Economic net income, a measure of earnings excluding some costs tied to the firm’s 2007 initial public offering, increased to $813.9 million, or 70 cents a share, from $628.3 million, or 55 cents, a year earlier, New York-based Blackstone said today in a statement. The results beat the 55-cents average estimate (BX:US) of 14 analysts in a Bloomberg survey.
Blackstone has been the most active alternative-asset manager so far this year, committing or deploying $7.4 billion of equity to transactions, including about $2 billion to the takeover of industrial-products maker Gates Global Inc. (GGI:US) Led by billionaire Chief Executive Officer Stephen Schwarzman, Blackstone has been the most successful of the large firms to expand beyond traditional leveraged buyouts, which can produce lumpy earnings, and into real estate, credit and hedge funds. Increases in the value of its funds drove a 29 percent gain in performance fees to $779 million in the quarter.
“The beat was driven by a combination of both realized and unrealized performance fee strength across platforms,” said Daniel Fannon, a San Francisco-based analyst at Jefferies Group LLC, who rates the stock “buy.” Blackstone will continue to grow its asset base with “consistently strong performance across all segments,” Fannon said.
Blackstone rose 2.4 percent to $31.69 at 9:43 a.m. in New York. The stock fell 1.8 percent this year through yesterday, after more than doubling in 2013 as the firm prepared holdings such as Hilton Worldwide Holdings Inc. (HLT:US) and SeaWorld Entertainment Inc. (SEAS:US) for profitable exits.
Blackstone, whose assets rose to an industry-record $272 billion as of March 31, is seen as a bellwether for publicly traded buyout firms given its size and reach across markets. KKR & Co. (KKR:US), the New York-based company run by cousins Henry Kravis and George Roberts, is set to report first-quarter results next week, followed by Carlyle Group LP on April 30.
Blackstone said its private-equity funds rose 7 percent in value in the first three months of the year, compared with 8 percent at Washington-based Carlyle and 1.3 percent for the Standard & Poor’s 500 index. The firm’s real estate pools appreciated 3.8 percent in the quarter, compared with 2 percent at Carlyle, which reported fund performance on April 7.

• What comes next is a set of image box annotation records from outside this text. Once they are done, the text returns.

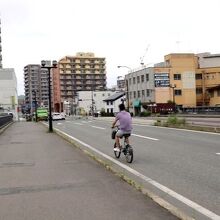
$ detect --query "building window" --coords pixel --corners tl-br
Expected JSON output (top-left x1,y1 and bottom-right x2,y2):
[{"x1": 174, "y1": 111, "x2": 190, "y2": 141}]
[
  {"x1": 133, "y1": 91, "x2": 136, "y2": 99},
  {"x1": 133, "y1": 77, "x2": 135, "y2": 84},
  {"x1": 196, "y1": 88, "x2": 202, "y2": 95},
  {"x1": 173, "y1": 73, "x2": 181, "y2": 80},
  {"x1": 196, "y1": 73, "x2": 202, "y2": 80},
  {"x1": 146, "y1": 74, "x2": 149, "y2": 81},
  {"x1": 174, "y1": 89, "x2": 182, "y2": 96},
  {"x1": 146, "y1": 89, "x2": 150, "y2": 97}
]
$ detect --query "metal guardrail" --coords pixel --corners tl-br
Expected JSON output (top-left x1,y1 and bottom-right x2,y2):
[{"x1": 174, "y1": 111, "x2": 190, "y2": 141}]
[{"x1": 0, "y1": 115, "x2": 13, "y2": 129}]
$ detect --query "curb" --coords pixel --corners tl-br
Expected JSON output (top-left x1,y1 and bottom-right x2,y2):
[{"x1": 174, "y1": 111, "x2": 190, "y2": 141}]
[
  {"x1": 42, "y1": 123, "x2": 195, "y2": 220},
  {"x1": 0, "y1": 121, "x2": 14, "y2": 134}
]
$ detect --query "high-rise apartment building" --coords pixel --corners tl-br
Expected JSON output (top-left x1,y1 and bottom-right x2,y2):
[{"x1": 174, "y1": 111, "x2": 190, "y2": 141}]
[
  {"x1": 154, "y1": 53, "x2": 220, "y2": 108},
  {"x1": 53, "y1": 52, "x2": 106, "y2": 111},
  {"x1": 24, "y1": 64, "x2": 50, "y2": 112}
]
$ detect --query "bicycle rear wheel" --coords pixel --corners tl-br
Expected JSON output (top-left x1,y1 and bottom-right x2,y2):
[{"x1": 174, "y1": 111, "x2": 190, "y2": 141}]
[
  {"x1": 114, "y1": 143, "x2": 121, "y2": 158},
  {"x1": 125, "y1": 145, "x2": 134, "y2": 163}
]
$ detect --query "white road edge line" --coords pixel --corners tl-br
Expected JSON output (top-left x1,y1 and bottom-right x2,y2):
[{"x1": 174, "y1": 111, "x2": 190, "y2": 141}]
[
  {"x1": 56, "y1": 128, "x2": 220, "y2": 220},
  {"x1": 91, "y1": 126, "x2": 105, "y2": 130},
  {"x1": 131, "y1": 134, "x2": 159, "y2": 141},
  {"x1": 74, "y1": 122, "x2": 83, "y2": 125},
  {"x1": 133, "y1": 124, "x2": 220, "y2": 135}
]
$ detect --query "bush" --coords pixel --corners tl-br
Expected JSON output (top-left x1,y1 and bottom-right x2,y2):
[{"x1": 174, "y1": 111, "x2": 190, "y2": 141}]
[
  {"x1": 166, "y1": 116, "x2": 186, "y2": 126},
  {"x1": 140, "y1": 111, "x2": 151, "y2": 117}
]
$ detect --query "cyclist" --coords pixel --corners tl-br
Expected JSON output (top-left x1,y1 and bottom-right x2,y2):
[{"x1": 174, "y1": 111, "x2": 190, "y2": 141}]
[{"x1": 112, "y1": 103, "x2": 132, "y2": 151}]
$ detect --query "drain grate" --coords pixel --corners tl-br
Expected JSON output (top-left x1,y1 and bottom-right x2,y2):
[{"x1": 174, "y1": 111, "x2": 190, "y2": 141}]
[
  {"x1": 10, "y1": 141, "x2": 24, "y2": 144},
  {"x1": 0, "y1": 162, "x2": 35, "y2": 168}
]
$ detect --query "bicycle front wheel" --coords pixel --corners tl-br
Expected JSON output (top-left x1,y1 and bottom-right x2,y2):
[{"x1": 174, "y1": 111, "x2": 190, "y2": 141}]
[
  {"x1": 125, "y1": 146, "x2": 134, "y2": 163},
  {"x1": 114, "y1": 143, "x2": 121, "y2": 158}
]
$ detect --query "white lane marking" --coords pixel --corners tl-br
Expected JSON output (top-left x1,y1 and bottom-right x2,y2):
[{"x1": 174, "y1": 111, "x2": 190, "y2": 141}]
[
  {"x1": 91, "y1": 126, "x2": 106, "y2": 130},
  {"x1": 131, "y1": 134, "x2": 159, "y2": 141},
  {"x1": 74, "y1": 122, "x2": 83, "y2": 125},
  {"x1": 56, "y1": 128, "x2": 220, "y2": 220}
]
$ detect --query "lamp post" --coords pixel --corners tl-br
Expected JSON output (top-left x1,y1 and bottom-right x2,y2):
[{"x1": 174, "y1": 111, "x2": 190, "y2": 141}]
[
  {"x1": 170, "y1": 84, "x2": 176, "y2": 111},
  {"x1": 41, "y1": 60, "x2": 57, "y2": 132},
  {"x1": 32, "y1": 90, "x2": 37, "y2": 122},
  {"x1": 118, "y1": 66, "x2": 132, "y2": 111}
]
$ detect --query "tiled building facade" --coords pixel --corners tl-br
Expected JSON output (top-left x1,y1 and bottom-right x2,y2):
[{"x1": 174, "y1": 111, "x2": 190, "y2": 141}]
[{"x1": 53, "y1": 53, "x2": 106, "y2": 111}]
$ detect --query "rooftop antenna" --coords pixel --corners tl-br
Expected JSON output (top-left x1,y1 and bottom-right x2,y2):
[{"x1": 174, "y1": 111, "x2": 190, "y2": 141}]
[{"x1": 0, "y1": 18, "x2": 2, "y2": 69}]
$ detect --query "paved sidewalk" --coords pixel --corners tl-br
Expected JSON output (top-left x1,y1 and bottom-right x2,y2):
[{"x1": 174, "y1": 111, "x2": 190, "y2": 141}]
[{"x1": 0, "y1": 122, "x2": 177, "y2": 220}]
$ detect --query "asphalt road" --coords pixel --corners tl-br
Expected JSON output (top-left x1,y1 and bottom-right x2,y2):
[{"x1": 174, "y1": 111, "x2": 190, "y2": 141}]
[{"x1": 54, "y1": 119, "x2": 220, "y2": 219}]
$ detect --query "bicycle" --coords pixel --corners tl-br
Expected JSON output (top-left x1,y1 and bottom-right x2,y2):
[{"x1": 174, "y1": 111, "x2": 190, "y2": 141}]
[{"x1": 112, "y1": 126, "x2": 134, "y2": 163}]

Blackstone’s economic net income, or ENI, differs from U.S. generally accepted accounting principles. Under those standards, known as GAAP, Blackstone had net income of $266 million, compared with $168 million a year earlier.
Private-equity firms pool money from investors including pension plans and endowments with a mandate to buy companies within about five to six years of raising the money, overhaul and then sell them. The funds are returned with a profit to investors after about 10 years. The firms, which use debt to finance the deals and amplify returns, typically charge an annual management fee equal to 1 percent to 2 percent of committed funds and keep 20 percent of profit from investments as a carried interest.
Blackstone said it returned $11.5 billion to its fund investors during the quarter as the environment for selling holdings “remained strong.” Dispositions in the quarter included the sale of stakes in London’s Broadgate office complex, media-ratings company Nielsen Holdings NV, and oil refiner PBF Energy Inc. The firm last year handed back $38 billion to fund investors, known as limited partners.
Distributable earnings, which are available to pay to shareholders, rose 24 percent to $485 million in the quarter, Blackstone said. The firm’s realized carried interest, or the cash it earned from selling holdings at a profit, was $334 million, the highest level in five straight quarters.
Blackstone said it will pay a dividend of 35 cents a share on May 5.
Worldwide, the value of private-equity deals announced in the first quarter rose 50 percent to $161 billion from the same period last year, according to data compiled by Bloomberg. The number of deals rose 1.1 percent to 1,669 in the same period, the data show.